Ellie hasn't gained quite like she should, but she is still at least gaining. Her breathing worries me, but we're giving the changes her CHOP doctor has made a chance before getting totally freaked out that the breathing problems that landed her in the NICU and the ER (wheezing, retracting at the neck, rapid breaths) are still quite visible every day. She still contorts her little back into an arch a lot too, and you just see her and think, "that can't be good/comfortable". She turns her head to the side too, and she's rubbing the hair off the side of her head (instead of the back where most babies lose it from back-sleeping).

My biggest worry: that what cleared Maddie's symptoms up and made her feel better -and eat like a healthy baby - wasn't the meds or the changes to her feedings but the fact that she was getting older and moving on to solids, which stay in the tummy better. Maybe all the meds (don't get me started on how many different meds and how much it freaks me out to be giving them to a baby!) don't really help and we're just in for the long haul here. And that could mean we have MANY more months of this to go with Ellie. Every day counting ounces, trying to comfort her tummy-aches, wondering if she'll eat enough and if she does, will she puke, etc. Or she could get better really soon and, like Maddie's reflux days, this will all be forgotten. I like the latter outcome better, let's go with that.

Because literally, I didn't give this one thought after Maddie turned a year old. Every now and then Miss M would get sick after chugging water (she still doesn't care for milk!) but for the most part those worrisome, frustrating days when we would spend all evening alternating who would try to coerce a little liquid into her - they were completely, blissfully forgotten.

At bottle time now I get flashbacks and forget which child I'm holding.

Because reflux SUCKS.









3 comments:

Anonymous said...

I know this sucks.
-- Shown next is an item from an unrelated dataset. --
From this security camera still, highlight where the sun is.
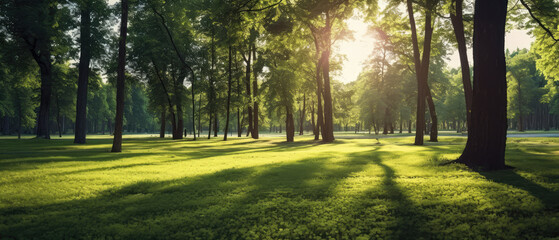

I'm sorry. :(

Has anyone mentioned maybe putting her on a high calorie formula so she can take in less but still gain weight? I don't know if that's done for refluxers, but it's just a (well-meaning) thought.

/heidi

Megella said...

Her weight was actually decent on Tuesday when I brought her in for the virus so I don't think she qualifies yet. "Slow but steady" was what her doctor said. I'll take it.

Unknown said...

I know how you feel. Kayli was a silent spitter and would always seem hungry, but never ate. I had always wondered if it was cause I was nursing and not producing enough milk, but after reading your article I realize that was not the case. The only thing Hershey did for us was give us Zantac, which helped but not enough. I hope Ellie grows out of it quickly.